John Schoff Millis became president of The University of Vermont on November, 3, 1941, exactly one hundred and fifty years to the day after the signing of the original charter. It was a depressing, ominous time. UVM was more than half a million dollars in debt, and events were going so badly in World War II that is seemed inevitable that the United States would become involved. Two days after his inauguration, thirty-seven-year-old Millis wrote to his father, ‘I know I have bitten off a fairly sizeable bite, but I am hopeful that I can handle it without killing myself. Time will provide the answer and at present, I’m on the job.”
John Millis was born on November 22, 1903 in Palo Alto, California. His father was a well-known professor in economics at the University of Chicago where Millis received his bachelor’s degree in 1924, a Master of Science degree in 1927, and a Ph.D. degree in physics in 1931. He married Katherine Roseberry Wesner in 1929, the same year he accepted a position as an assistant professor of physics at Lawrence College in Wisconsin. Moving rapidly up the ranks, Millis was promoted to full professor in 1934, dean of the college in 1936, and dean of administration in 1939. In 1940, he was awarded a Carnegie Corporation grant to travel around the country, studying the management of colleges and universities. As a result of this project, the young administrator was recommended as the individual who could straighten out the financial and managerial problems of which the University of Vermont faced.
Just two months before Millis arrived in Burlington, the Vermont legislature has been called into special session by the Governor William H. Wills to deal with the university’s financial crisis. On September 16, a day before UVM’s fall term opening, the legislature approved a “rescue plan,” appropriating $260,000 in support for the next fiscal year to be matched by alumni contributions. In addition, the legislature stipulated that the university must set aside $68,880, each year, to cover interest on its outstanding debt. Although the legislature was called to focus solely on the university’s needs, once it was in special session it decided to use the occasion to declare war on Nazi Germany (the term it used was “a state of belligerency”), thus providing official notice to Adolph Hitler that he was persona non grate so far as the state of Vermont was concerned.
One month after Millis began his presidency, the Japanese attacked Pearl Harbor and the United States entered the war. Large numbers of students left the university to enlist in the military services, and the total number of undergraduates dropped drastically from 1,300 to 650 within only two years. As a result, UVM arranged to bring U.S. Air Force training units to campus for special six-to-eight-week courses to help make up for the lost tuition revenues.
The war years were trying times of sacrifice and financial austerity. A top priority was the security fund drive to raise money from alumni and friends to match the legislative appropriations.
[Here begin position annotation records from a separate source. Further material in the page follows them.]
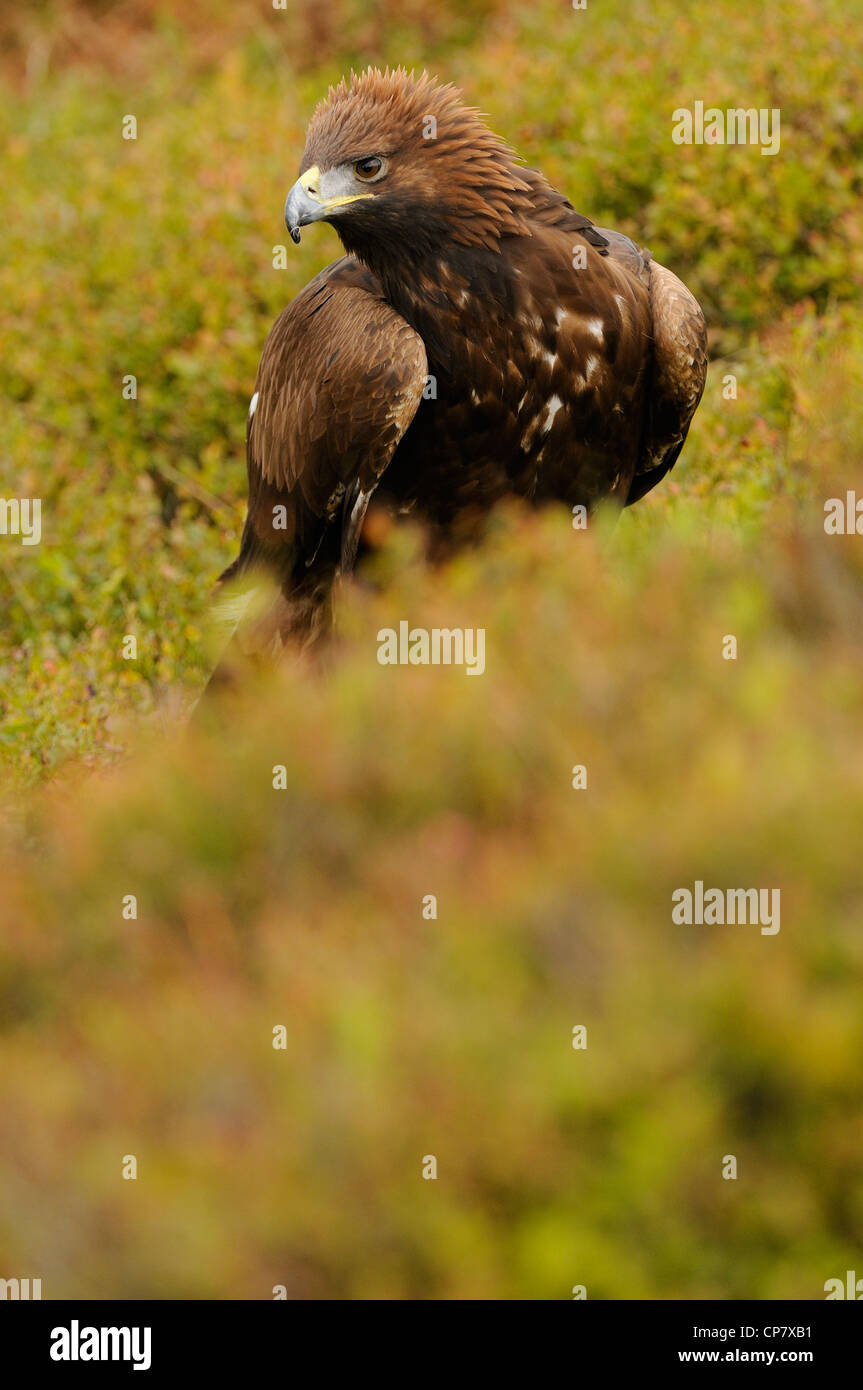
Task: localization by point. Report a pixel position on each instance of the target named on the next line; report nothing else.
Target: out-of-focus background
(407, 1036)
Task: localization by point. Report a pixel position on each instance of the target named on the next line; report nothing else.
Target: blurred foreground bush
(452, 1037)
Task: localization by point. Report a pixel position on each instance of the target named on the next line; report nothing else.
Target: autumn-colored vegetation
(409, 1036)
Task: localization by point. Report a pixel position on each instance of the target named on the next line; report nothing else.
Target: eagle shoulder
(341, 378)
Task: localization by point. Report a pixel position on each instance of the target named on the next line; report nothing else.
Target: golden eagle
(480, 338)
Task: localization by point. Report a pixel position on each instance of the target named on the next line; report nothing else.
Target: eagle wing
(339, 381)
(680, 362)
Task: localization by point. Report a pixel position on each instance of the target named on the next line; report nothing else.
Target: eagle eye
(371, 168)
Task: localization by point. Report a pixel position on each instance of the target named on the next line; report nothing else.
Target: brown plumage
(480, 338)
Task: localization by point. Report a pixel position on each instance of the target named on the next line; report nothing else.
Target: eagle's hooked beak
(306, 203)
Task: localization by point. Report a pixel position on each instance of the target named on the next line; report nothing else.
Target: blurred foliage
(303, 908)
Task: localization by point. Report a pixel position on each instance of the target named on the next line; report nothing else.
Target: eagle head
(400, 161)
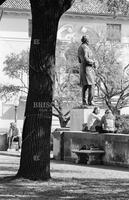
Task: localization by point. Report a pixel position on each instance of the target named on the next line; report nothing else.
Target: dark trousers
(10, 140)
(90, 89)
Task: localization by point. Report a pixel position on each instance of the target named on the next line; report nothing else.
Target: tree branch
(66, 5)
(2, 1)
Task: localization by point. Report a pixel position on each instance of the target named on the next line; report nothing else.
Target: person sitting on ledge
(108, 123)
(94, 120)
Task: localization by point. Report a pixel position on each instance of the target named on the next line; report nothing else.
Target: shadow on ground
(69, 181)
(55, 189)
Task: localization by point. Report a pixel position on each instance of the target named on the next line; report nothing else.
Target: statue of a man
(87, 73)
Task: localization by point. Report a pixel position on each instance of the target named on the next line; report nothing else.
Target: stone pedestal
(78, 117)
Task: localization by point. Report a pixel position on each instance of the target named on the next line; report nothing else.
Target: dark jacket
(87, 64)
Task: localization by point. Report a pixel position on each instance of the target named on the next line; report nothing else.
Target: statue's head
(85, 39)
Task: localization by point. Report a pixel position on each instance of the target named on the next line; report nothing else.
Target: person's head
(12, 125)
(85, 39)
(96, 110)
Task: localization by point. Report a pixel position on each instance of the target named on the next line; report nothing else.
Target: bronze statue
(87, 73)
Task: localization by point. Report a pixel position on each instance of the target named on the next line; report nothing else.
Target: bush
(122, 124)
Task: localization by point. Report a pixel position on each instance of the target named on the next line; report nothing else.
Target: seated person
(14, 134)
(108, 122)
(94, 119)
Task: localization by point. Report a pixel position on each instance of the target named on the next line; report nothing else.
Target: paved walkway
(69, 181)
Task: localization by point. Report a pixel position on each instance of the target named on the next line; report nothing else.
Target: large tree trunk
(35, 154)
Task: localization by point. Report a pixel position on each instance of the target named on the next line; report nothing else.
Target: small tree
(16, 67)
(67, 91)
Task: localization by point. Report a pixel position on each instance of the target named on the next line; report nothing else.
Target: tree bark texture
(35, 154)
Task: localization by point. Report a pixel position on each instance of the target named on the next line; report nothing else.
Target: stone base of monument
(79, 116)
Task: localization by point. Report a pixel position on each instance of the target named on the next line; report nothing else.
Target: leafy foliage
(117, 7)
(111, 79)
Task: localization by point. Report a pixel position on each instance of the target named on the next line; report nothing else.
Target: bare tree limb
(2, 1)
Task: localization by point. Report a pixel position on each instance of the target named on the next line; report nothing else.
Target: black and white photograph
(64, 99)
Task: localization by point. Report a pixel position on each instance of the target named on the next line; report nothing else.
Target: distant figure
(94, 120)
(108, 122)
(14, 134)
(87, 73)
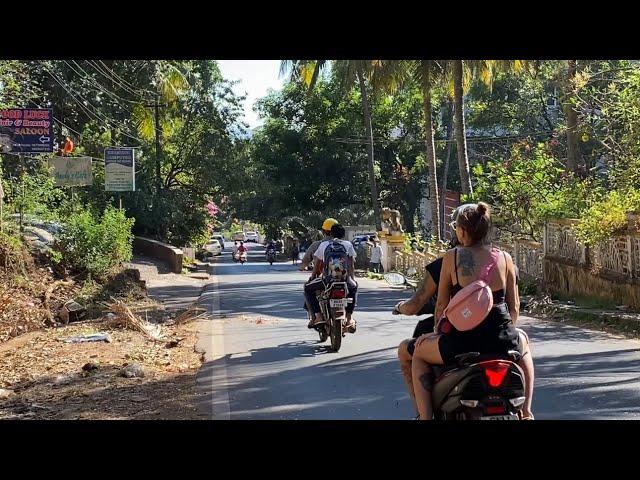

Proctor Page, a banker from Burlington, was appointed to serve as UVM’s treasurer, and Millis and the trustees devoted their major energies to monitoring the financial situation. In addition, Millis pushed through a number of other important reforms during the war years, including a plan that guaranteed academic freedom and tenure for the faculty, as well as a university retirement plan.
As soon as the war ended, UVM was flooded with returning students, and enrollment jumped to more than two thousand in fifteen months. In 1946, Millis reorganized the university into five divisions—Arts and Sciences, Medicine, Agriculture, Education, and Nursing, and a new College of Technology for engineering, mathematics, chemistry, economics, and business. President Millis stayed on for three more years to manage the postwar transition.
A strapping six-foot-plus man, Millis was active in the local Episcopal church where he served as lay reader. He was extremely capable and forceful, full of drive and vigor, but he could be brusque, demanding, and autocratic. His wife, Kay, was very outgoing.
In 1949 John S. Millis resigned from UVM to become president of Western Reserve University in Cleveland, Ohio. He was later named Chancellor of Case Western Reserve University, a position he held until 1969. Following his retirement, he chaired the National Fund for Medical Education, and he also served on the National Board of Medicine Examiners.
The Millis family retained their ties with the university after they moved to Ohio. Both daughters attended UVM and for many years, the entire family spent vacations at their camp in Shelburne Bay. On January 1, 1988, John Millis died in Cleveland Heights, Ohio, at the age of eighty-four. He was survived by his wife, a son, and two daughters.
During his term at UVM, President Millis provided steady leadership through demanding times. He reduced the university deficit by more than $420,000, and restored the institution’s financial health. He initiated a number of important academic and curricular reforms, and he presided over the postwar enrollment expansion, which involved planning the addition of fourteen new buildings. During this latter period, the dormitory plant more than tripled following the construction of Buckham, Chittenden, Wills, and Coolidge halls; the University Heights complex was built to help house the faculty; the state provided funds to build Hills Agricultural Science Hall and the Dairy Science Building.
In terms of his overall contributions, John Millis ranks as another of those uniquely qualified individuals who provided precisely the right type of leadership the university needed during a very trying period. As a result of his presidency, UVM emerged as a rejuvenated and stronger institution.